Des rendez-vous, on dirait qu’il n’y a que ça dans Paris nous appartient. Des rassemblements, des répétitions, des rencontres. Une vaste toile de rapports tissés faisant que les gens se croisent et s’entrecroisent inévitablement. L’intrigue d’espionnage esquissée en guise d’arrière-plan sert surtout à entretenir ce mouvement, cette ébullition humaine que Rivette capte avec un admirable sens du naturalisme.
Du film, c’est d’ailleurs ce que l’on retient le plus. Cette impression d’une vie que l’on capte sur le vif, d’une manière de filmer qui s’accorderait totalement à la liberté des être filmés. J’ai l’impression, en disant de telles évidences, d’être un étudiant en cinéma découvrant la Nouvelle Vague. Mais peut-être, justement, fallait-il un peu l’oublier pour mieux la retrouver. L’effet de surprise provoqué par cette rencontre demeure, après tout, des plus plaisants.
4 avril 2020
Alice dans les villes, Wim Wenders (1974)
J’ai toujours su qu’Alice dans les villes était un de mes films préférés. Or, voilà, je ne l’avais jamais vu jusqu’à aujourd’hui. Intuition. Il aura fallu tout ça pour qu’enfin, je comble cette lacune évidente dans ma propre cinéphilie. Mais le film de Wim Wenders éveille en moi une profonde mélancolie. Comme si, en effet, le monde qui y était décrit n’existait définitivement plus.
Je me dis parfois que le cinéma est un art appartenant au XXe siècle. Que ce n’est pas plus mal, si c’est le cas. Mais alors que le XXIe siècle semble commencer réellement, je suis pris d’une immense nostalgie pour tout ce que le film dépeint de déplacements, de déambulations, de mouvements sans entraves. Face à ce road movie surgissant semble-t-il d’un autre temps, je m’imagine subitement un monde où on ne pourra plus voyager aussi facilement.

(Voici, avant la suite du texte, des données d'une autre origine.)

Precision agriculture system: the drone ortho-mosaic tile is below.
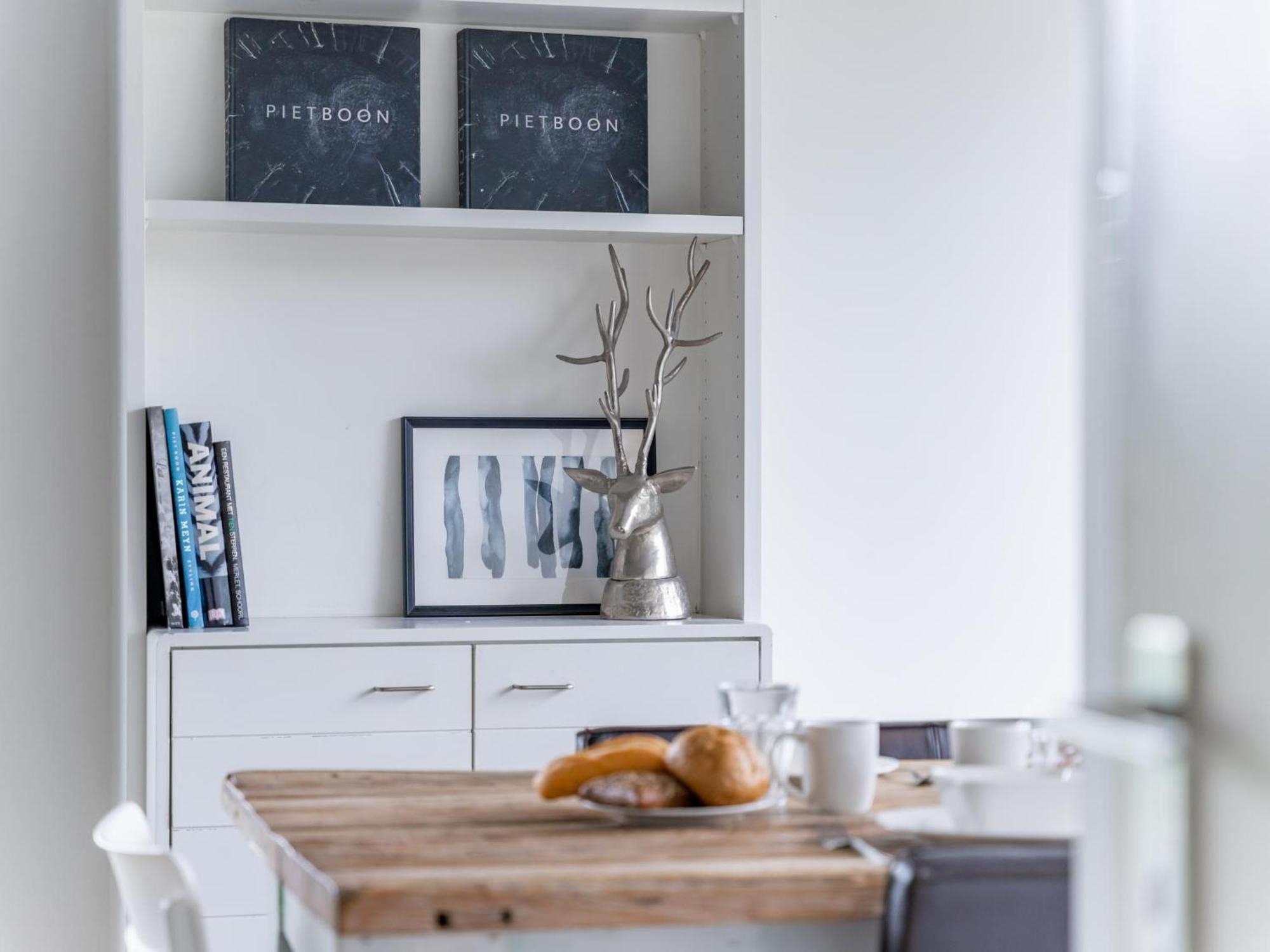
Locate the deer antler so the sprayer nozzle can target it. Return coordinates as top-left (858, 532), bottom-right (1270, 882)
top-left (556, 245), bottom-right (631, 476)
top-left (635, 239), bottom-right (723, 476)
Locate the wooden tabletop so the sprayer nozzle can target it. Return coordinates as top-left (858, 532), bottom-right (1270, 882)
top-left (224, 770), bottom-right (937, 935)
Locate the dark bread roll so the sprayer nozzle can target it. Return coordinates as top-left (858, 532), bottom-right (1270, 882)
top-left (533, 734), bottom-right (668, 800)
top-left (665, 725), bottom-right (772, 806)
top-left (578, 770), bottom-right (697, 810)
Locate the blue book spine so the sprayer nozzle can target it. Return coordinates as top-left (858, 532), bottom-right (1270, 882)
top-left (163, 409), bottom-right (203, 628)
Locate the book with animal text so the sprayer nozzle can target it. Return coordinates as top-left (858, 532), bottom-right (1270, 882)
top-left (163, 407), bottom-right (203, 628)
top-left (180, 421), bottom-right (234, 627)
top-left (212, 440), bottom-right (249, 628)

Voilà sans doute pourquoi cette image d’une main tenant un polaroid pris par la fenêtre d’un avion, sur lequel on voit une aile surplombant les nuages, m’affecte tant. Comme si cette vue si familière relevait désormais du souvenir lointain, qu’il s’était avéré prophétique de capter. « C’est une belle photo », dit Alice à Philip. « Elle est si vide. » Pourquoi prend-t-on des photos? Pourquoi tourne-t-on des films? Est-ce pour sauver notre monde de sa propre érosion?
5 avril 2020
Stranger Than Paradise, Jim Jarmusch (1984)
Voici justement un film dont la beauté découle, du moins en partie, du fait qu’il s’avère si vide. Je regarde Stranger Than Paradise de temps en temps comme on enfilerait une vieille paire de Converse usée à la perfection. Mais je ne saurais trop expliquer pourquoi ce film, qui ne repose au fond sur presque rien, me paraît si invitant. Il en va ainsi des choses que l’on aime le plus au monde. On est souvent à court de mots pour les décrire. Elles paraissent justes. Tout simplement.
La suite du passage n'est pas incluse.